Change Your Life With the Rescripting Process
This week’s blog is about a life-changing process that I created, called Rescripting.
The basic idea behind it is that successful people often have the following belief: “You can be happy and a loser, or you can be successful and stressed; you can’t have happiness and success.” The idea behind this process is that you can have both – in fact, being happy will actually make you even more successful.
How did rescripting begin?
Before I begin, a little bit of background. In my late 30s, I found myself in a similar position to many of the people who come on our courses. As the success in my career grew, I found myself increasingly stressed and unhappy, and began to worry that this was taking a toll on my health. The energy and drive I had in my early career now seemed to be destroying me. Around that time, my dad suffered a heart attack and a stroke. This had a profound effect on my thinking about my own future. I started a quest involving all sorts of remedies: t’ai chi, yoga, meditation, therapy, coaching and a deep study of psychology.

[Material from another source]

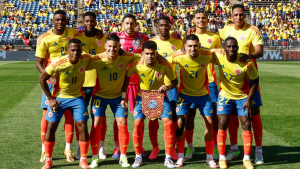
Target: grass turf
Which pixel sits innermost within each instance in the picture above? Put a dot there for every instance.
(20, 116)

Although all of these approaches had some benefits, I still felt myself troubled with a deep sense of anxiety which refused to shift – until one day, I was sitting beside a swimming pool on holiday. I’ve no idea why, but at that place at that moment I found myself creating a healing process that was a kind of combination of all that I had learnt. This process changed my life. I unexpectedly found myself able to become happy. I worked out a rigorous structure for this initially intuitive process, and I have been teaching it across the world since 2002.
What is rescripting?
The process starts from the premise that each of us has a ‘life script’, a life plan that we develop in our early years and which later runs unconsciously. As this plan was formed when we were very young, it can be bizarre, with potentially destructive qualities. The Rescripting process is effectively to find out what the original plan was and then, if we choose, replace it with a plan that we actually want.
Fear of changing the plan
This may sound simple, but often people have a deep sense of fear about changing this plan. After all, we have had many successes and enjoy close relationships. Could all that be lost if we were to change? As one client put it, “I know I am f***ed up and dysfunctional, but I’m scared that if I ever changed, I would lose it all.” This is probably the most important part of the process, providing a way to change this fear into a belief that you really won’t lose anything by changing. In reality, we are safer than we think. Nobody can change so much that their memories and learnt behaviours are erased. Even after powerful therapy, you can still gain access to all of your past (and all of your f***edupness). The aim is that the bad bits lose their power and are replaced by new, stronger thoughts, understandings and feelings.
Let me give a couple of examples of the process at work, one from the UK and one from China, of how the process frees up people’s creativity, enabling them to see their lives in new ways and make new paths for themselves – something they had previously been unable to do.
Rescripting in practice
A woman who attended my course in Shanghai had what I considered a heroic history. Defying the sexism and the political upheavals of 1960s China, she had managed to learn English, gain an MBA in the USA and become a director of a major company. However, the demons that drove this success proved very hard to release. She was still unhappy. She said that her main preoccupation was now that her son (who was at university) would grow up to be both happy and successful. She understood that being unhappy and successful was not great role modelling for him, but she could not make the change in herself. During the process, she suddenly understood that to make this change was the most loving thing she could do for him. This proved the ‘sweet-spot’: once she truly understood this at her deepest levels, she was able to make the shift to her new life plan.
A man who attended a London course was a successful entrepreneur who had built up a street food company, but wanted to go into a more formal investment business. However, he came from a very poor background and didn’t believe he was the ‘right kind of person’ to be accepted in the investment industry. He spoke colourfully, in metaphors, and described his life-script as a ‘ball and chain’. During the process, he asked if he could summarise all of the positive characteristics he had in business and have them symbolised as a ‘golden key’. I of course agreed. This became the key to unlock his psychological chains.
It is always very moving when people, in therapy or on a course, make radical shifts like this. The shifts last, too. I was delighted to hear a couple of years later that the man now runs a successful investment business and has many happy investors. The Chinese lady wrote to me and said that she had now finally found a sense of inner peace that had eluded her for years. In both cases, greater happiness and greater success went hand in hand.